From Fibers to Cells: Fourier-Based Registration Enables Virtual Cresyl Violet Staining From 3D Polarized Light Imaging
Alexander Oberstrass, Esteban Vaca, Eric Upschulte, Meiqi Niu, Nicola Palomero-Gallagher, David Graessel, Christian Schiffer, Markus Axer, Katrin Amunts, Timo Dickscheid
TL;DR
The paper tackles the challenge of linking cytoarchitecture with fiber architecture by converting 3D-PLI maps into virtual Cresyl violet stainings. It introduces a supervised image-to-image translation framework augmented with a Fourier-based online registration head to align training pairs despite residual misalignments, using reconstruction, style (Gram or GAN), and equivariance losses. Empirical results show that Gram-based style with online registration (Gram+Reg) provides the best balance between pixel fidelity and anatomical plausibility, enabling reliable localization of larger gray-matter cells and enabling downstream analyses like cell segmentation and laminar profiling. While not yet robust enough for full cytoarchitectonic mapping, the approach offers a scalable path toward joint cross-modal analysis and larger-scale synthetic staining across sections and brains, with potential extensions to additional stains and domain-specific encoders.
Abstract
Comprehensive assessment of the various aspects of the brain's microstructure requires the use of complementary imaging techniques. This includes measuring the spatial distribution of cell bodies (cytoarchitecture) and nerve fibers (myeloarchitecture). The gold standard for cytoarchitectonic analysis is light microscopic imaging of cell-body stained tissue sections. To reveal the 3D orientations of nerve fibers, 3D Polarized Light Imaging (3D-PLI) has been introduced, a method that is label-free and allows subsequent staining of sections after 3D-PLI measurement. By post-staining for cell bodies, a direct link between fiber- and cytoarchitecture can potentially be established in the same section. However, inevitable distortions introduced during the staining process make a costly nonlinear and cross-modal registration necessary in order to study the detailed relationships between cells and fibers in the images.

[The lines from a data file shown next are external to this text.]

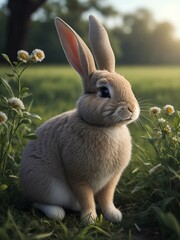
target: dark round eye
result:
[99,87,111,98]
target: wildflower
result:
[164,105,175,114]
[0,112,7,125]
[149,107,161,115]
[149,163,161,174]
[158,118,166,123]
[164,124,171,134]
[31,49,45,62]
[156,131,162,138]
[8,97,25,110]
[172,136,178,144]
[17,50,29,63]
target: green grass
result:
[0,66,180,240]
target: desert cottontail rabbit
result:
[20,16,140,223]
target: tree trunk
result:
[5,0,46,61]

In addition, the complexity of processing histological sections for post-staining only allows for a limited number of such samples. In this work, we take advantage of deep learning methods for image-to-image translation to generate a virtual staining of 3D-PLI that is spatially aligned at the cellular level. We use a supervised setting, building on a unique dataset of brain sections, to which Cresyl violet staining has been applied after 3D-PLI measurement. To ensure high correspondence between both modalities, we address the misalignment of training data using Fourier-based registration. In this way, registration can be efficiently calculated during training for local image patches of target and predicted staining. We demonstrate that the proposed method can predict a Cresyl violet staining from 3D-PLI, resulting in a virtual staining that exhibits plausible patterns of cell organization in gray matter, with larger cell bodies being localized at their expected positions.